Pseudocode for a priori algorithm for the data mining in PharmGKB, where ε is a support threshold, L is the frequent gene subsets that satisfy the support threshold, k is the number of current iterations, and C is the candidate set, and count[gene] accesses a field of the data structure that represents gene candidate set.
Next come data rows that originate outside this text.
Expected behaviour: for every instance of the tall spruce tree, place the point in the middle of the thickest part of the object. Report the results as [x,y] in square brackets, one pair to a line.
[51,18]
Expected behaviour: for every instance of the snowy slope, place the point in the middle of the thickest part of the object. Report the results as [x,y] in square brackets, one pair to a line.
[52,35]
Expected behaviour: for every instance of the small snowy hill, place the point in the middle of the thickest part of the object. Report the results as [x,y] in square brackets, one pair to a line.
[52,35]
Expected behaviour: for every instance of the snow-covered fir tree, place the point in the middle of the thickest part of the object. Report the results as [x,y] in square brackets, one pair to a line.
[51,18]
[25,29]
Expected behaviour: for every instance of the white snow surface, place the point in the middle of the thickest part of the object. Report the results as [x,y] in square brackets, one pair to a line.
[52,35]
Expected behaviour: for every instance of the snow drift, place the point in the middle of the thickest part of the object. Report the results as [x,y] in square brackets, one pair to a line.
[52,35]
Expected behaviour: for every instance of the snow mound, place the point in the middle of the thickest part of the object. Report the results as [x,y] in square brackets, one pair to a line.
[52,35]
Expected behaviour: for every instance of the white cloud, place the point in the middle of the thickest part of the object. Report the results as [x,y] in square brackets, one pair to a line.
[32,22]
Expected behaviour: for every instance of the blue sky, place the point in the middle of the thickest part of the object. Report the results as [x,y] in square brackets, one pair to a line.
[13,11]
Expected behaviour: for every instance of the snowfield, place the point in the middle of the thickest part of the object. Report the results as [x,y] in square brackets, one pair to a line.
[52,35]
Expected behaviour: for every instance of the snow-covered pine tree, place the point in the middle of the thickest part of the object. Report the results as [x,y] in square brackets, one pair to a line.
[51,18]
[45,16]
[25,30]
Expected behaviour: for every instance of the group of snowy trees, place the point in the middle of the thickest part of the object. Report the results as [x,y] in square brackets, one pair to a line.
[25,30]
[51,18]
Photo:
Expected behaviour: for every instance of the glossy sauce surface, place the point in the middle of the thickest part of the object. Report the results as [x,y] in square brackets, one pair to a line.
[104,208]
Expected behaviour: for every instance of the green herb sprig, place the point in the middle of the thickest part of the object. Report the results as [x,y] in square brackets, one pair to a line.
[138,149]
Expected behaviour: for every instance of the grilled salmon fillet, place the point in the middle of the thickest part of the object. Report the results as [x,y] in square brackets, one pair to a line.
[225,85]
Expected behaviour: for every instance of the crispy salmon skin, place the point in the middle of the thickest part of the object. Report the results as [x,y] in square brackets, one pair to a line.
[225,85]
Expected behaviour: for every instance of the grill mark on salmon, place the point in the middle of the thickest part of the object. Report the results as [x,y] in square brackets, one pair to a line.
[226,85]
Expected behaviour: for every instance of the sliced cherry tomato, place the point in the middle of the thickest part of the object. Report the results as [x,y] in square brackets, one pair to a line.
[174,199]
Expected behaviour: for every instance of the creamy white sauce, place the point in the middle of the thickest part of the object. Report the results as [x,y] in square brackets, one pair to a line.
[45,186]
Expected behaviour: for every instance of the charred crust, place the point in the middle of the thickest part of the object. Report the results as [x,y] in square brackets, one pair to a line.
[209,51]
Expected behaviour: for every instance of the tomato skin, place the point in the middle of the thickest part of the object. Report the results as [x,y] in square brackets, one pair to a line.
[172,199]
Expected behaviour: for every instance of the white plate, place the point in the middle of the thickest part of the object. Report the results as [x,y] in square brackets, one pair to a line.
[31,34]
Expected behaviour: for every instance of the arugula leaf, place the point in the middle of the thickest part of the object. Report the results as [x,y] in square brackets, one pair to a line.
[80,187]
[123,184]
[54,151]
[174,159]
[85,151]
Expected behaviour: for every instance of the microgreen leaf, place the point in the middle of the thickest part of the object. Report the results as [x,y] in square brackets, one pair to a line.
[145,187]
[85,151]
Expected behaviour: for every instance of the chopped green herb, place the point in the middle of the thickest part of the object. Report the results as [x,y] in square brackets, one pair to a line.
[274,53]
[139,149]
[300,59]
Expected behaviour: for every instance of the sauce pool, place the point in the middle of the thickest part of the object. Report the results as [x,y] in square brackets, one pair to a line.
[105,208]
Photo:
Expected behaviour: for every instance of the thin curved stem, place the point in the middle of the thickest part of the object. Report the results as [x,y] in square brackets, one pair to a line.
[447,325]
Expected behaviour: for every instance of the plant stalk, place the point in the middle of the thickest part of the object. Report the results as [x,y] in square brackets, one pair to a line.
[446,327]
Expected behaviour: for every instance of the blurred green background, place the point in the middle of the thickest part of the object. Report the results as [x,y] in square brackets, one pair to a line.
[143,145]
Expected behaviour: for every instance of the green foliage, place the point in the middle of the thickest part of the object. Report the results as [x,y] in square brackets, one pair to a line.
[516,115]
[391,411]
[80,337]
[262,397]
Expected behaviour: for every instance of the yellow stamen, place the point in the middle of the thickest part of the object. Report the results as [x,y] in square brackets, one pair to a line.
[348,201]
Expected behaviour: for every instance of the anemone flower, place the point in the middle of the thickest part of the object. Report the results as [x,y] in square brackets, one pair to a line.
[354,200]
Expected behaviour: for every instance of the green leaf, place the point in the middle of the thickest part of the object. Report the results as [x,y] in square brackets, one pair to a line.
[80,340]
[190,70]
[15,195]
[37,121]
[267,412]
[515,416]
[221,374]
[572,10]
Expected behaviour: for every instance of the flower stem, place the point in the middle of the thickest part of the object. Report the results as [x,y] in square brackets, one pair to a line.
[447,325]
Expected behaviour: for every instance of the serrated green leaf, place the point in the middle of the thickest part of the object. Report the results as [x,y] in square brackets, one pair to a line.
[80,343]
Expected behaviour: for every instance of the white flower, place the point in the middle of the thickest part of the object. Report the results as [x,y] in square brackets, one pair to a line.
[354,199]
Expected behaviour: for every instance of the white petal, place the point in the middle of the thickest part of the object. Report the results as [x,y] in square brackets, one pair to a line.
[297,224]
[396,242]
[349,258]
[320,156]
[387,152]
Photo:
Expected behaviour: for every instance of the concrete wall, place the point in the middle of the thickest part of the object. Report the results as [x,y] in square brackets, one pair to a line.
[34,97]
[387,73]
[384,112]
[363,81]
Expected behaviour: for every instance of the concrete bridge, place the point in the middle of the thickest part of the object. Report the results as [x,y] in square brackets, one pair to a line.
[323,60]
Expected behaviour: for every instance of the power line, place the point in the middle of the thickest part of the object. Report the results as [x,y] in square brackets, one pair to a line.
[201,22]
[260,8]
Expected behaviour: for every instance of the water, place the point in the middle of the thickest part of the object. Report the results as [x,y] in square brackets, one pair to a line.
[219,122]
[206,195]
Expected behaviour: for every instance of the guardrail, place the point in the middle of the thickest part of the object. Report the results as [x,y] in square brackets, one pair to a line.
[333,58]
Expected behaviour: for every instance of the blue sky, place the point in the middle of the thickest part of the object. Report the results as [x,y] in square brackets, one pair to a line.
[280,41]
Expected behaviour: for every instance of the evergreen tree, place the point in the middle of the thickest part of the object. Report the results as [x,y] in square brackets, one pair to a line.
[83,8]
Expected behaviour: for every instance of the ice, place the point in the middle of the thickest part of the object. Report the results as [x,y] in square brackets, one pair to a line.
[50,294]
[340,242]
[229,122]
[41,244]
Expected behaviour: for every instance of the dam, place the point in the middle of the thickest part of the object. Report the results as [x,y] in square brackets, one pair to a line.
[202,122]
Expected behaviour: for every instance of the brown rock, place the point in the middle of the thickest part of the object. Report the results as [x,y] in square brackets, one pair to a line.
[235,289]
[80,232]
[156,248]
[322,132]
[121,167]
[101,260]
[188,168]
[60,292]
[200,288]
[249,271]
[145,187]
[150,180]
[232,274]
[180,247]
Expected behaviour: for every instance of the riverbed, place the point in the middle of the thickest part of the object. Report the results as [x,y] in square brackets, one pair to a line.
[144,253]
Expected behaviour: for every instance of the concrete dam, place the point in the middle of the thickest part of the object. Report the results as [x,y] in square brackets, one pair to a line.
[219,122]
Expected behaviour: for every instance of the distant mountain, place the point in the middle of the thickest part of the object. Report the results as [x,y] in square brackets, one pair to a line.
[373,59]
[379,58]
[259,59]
2.3. SNP Searching for Genes Using the NCBI dbSNP

Every gene contains numerous SNPs. In order to find out SNPs of single gene for Alzheimer's pharmacogenomics, NCBI dbSNP (http://www.ncbi.nlm.nih.gov/snp) is used to search in the study.

3. Results and Discussion

3.1. AD Information Based on PharmGKB Search

In PharmGKB online searching, the SNP variants, related genes, and drugs for AD are able to be retrieved. For example, the SNP information such as rs2066853 and rs6313 is provided (Figure 2). As shown in Figure 3, the AD-related genes such as ADRB1, AHR, HTR2A, MTHFR, and PTGS2 are identified and the related drugs such as olanzapine and risperidone are searched. This information may assist the researchers to study the pharmacogenomics of AD. Unfortunately, this PharmGKB online searching just provides limited information and it insufficiently copes with the complexity of the drug researches for Alzheimer's personalized medicine.

Figure 2

PharmGKB-pharmacogenomics online query for the variant information (SNP rs#ID) of “Alzheimer's disease.” Retrieval source: http://www.pharmgkb.org/disease/PA443319?previousQuery=Alzheimer's%20disease.

Figure 3

Gene and drug related information of “Alzheimer's disease” online query from PharmGKB. Retrieval source: http://www.pharmgkb.org/disease/PA443319?previousQuery=Alzheimer's%20disease#tabview=table 3&subtab=33.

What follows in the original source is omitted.